Some soul mates may have little or no relationship experience. For some others, the perfect storm of a “mid-life crisis” will create a special opportunity—and temptation—to throw caution to the wind and exit one’s character to pursue the siren beckoning bliss-well-deserved. Perhaps a long-awaited escape from a lifetime of dutiful devotion to the bland and the mundane. Perhaps fearing the loss of youth and yearning to be desired. Perhaps experiencing the incredible renaissance of passion and libido.
Soul mates may finish each other’s sentences, like the same music and food, have both missed their proms, or been given herpes. And, of course, their sex is fantastic and they feel oh so happy (aka high).
But for how long?
Life mates, who may also be soul mates, have important compatibilities—in the positive—including temperament, important values, emotional maturity, self-control, loyalty, respect and responsibility. In the negative, however, some life mates may have mental health, medical and/or financial vulnerabilities that keep them from otherwise exiting their long term relationships.
The feel-good neurotransmitter dopamine can make guys gooney and gals gullible as they gorge themselves on novelty and excitement. Stoking the high in anticipation of new highs can make soul mates oblivious to signs that there might be trouble in paradise.
Psychology reminds us of confirmation bias and REBT of selective abstraction, which both mean that humans can easily fall prey to only looking at evidence that supports our beliefs while ignoring disconfirming data.
The soul mate syndrome can stack the deck in favor of all that’s right with the new, hot relationship, while ignoring the red flags and warning signs that the wild ride is heading for a crash.
Soul mates or cell mates?
So how can new soul mates tell they won’t turn into cell mates down the road?

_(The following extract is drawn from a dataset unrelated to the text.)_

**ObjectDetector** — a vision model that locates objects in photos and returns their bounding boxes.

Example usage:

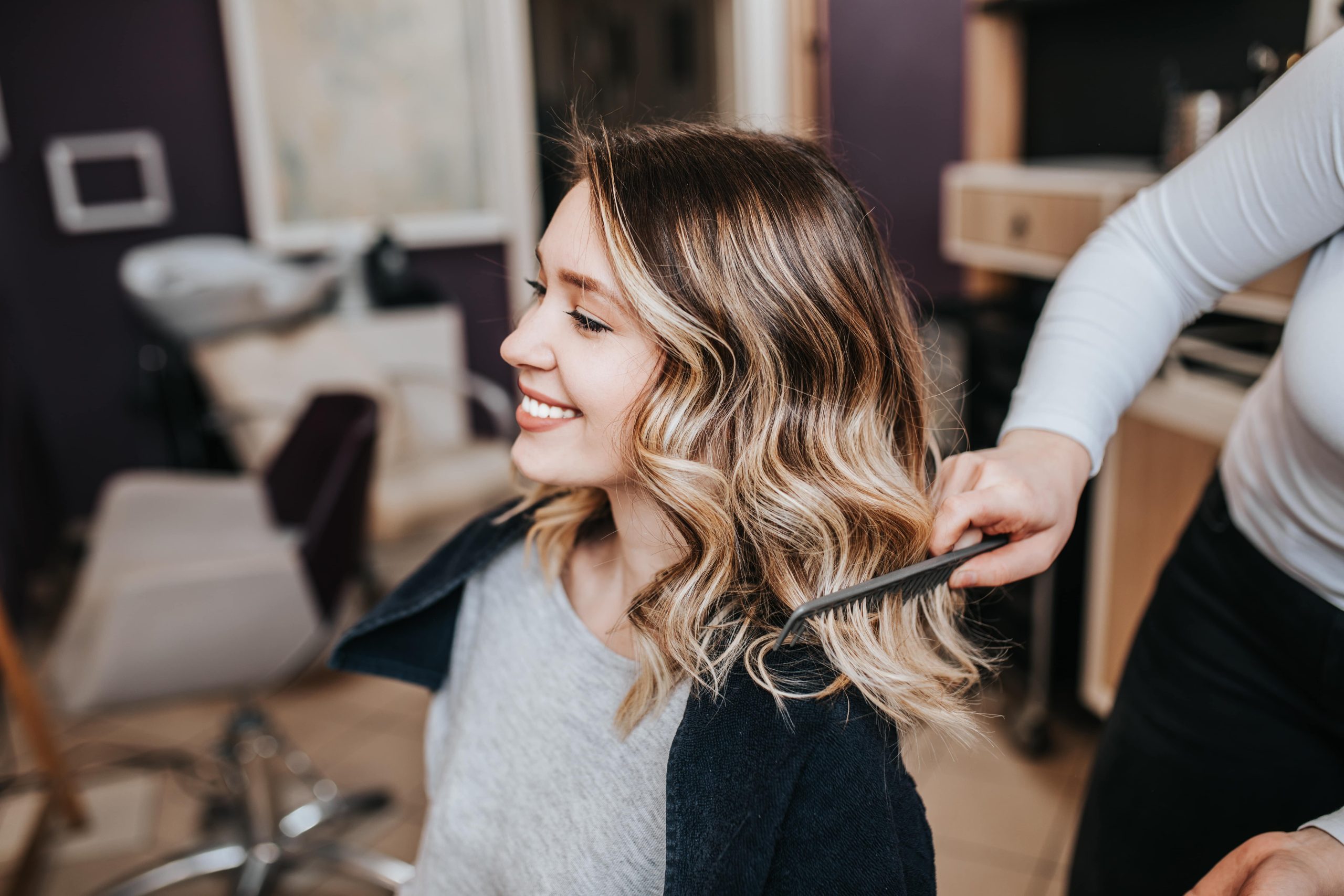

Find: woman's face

Afterall, especially in midlife scenarios involving children, assets and reputation, there may be much at stake and a lot to lose.
Answer: They can’t!
But what they can do is exercise that enemy of infatuation: self-discipline. This means controlling the ride, tapping the brakes, going slow. No blowing through yellow lights and stop signs. Growing in love takes a while and can be inconvenient. Falling in love is so much quicker!
Brake the fall
Whether soul mates or not, falling-in-love can be tempered and managed to some extent.

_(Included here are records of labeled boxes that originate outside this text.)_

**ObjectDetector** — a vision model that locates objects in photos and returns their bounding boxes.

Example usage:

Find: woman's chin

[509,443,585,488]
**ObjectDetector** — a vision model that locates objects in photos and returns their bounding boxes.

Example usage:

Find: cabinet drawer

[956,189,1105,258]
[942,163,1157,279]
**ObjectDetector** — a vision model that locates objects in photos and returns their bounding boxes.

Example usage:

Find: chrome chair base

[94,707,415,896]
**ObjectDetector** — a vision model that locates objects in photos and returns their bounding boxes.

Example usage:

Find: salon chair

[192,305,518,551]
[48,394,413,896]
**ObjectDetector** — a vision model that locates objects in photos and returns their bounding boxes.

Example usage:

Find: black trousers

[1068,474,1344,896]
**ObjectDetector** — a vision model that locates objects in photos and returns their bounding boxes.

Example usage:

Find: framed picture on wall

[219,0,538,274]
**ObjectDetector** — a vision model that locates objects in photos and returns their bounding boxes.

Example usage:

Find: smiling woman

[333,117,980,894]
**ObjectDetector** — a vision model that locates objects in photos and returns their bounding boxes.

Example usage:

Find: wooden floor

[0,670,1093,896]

Merely keeping awareness of the difference between growing and falling in love is helpful. So, too, is keeping the nearly universal truth in mind that new relationship entrants tend to put their best foot forward, so what they see now isn’t necessarily what they will get later.
Another reality check is to keep in mind that what is attractive about the new partner may be in such striking and wonderful contrast to what was disliked about prior partners that one is blind to the yet undetected relational IED’s lying ahead.
Rational romance dance
Growing in love is an intimate dance where both partners take turns leading and neither is afraid to step on the other’s toes.
It’s the process of exploring reactions, triggers and vulnerabilities, with each partner teaching the other how they want to be loved. What feels like love and what doesn’t. Taking expressive risks by disclosing feelings of discomfort, hurt, and disrespect is necessary to grow in love. Doing so may trigger negative reactions or positive responses that serve as crystal balls for things to come.
Time will tell
How trite—how true.
Warning signs that can ultimately threaten relationship stability and satisfaction usually emerge within the first few years. It can take that long for both soul mates and non-soul mates to trust that what they see is likely to be what they’ll get down the road. At the end of a three-year lease, with the new car smell gone and some stains and scratches registering their journey, partners can better decide whether or not to buy the car.
Soul mates, initially excited on the test drive, may be happy after three years to return the car.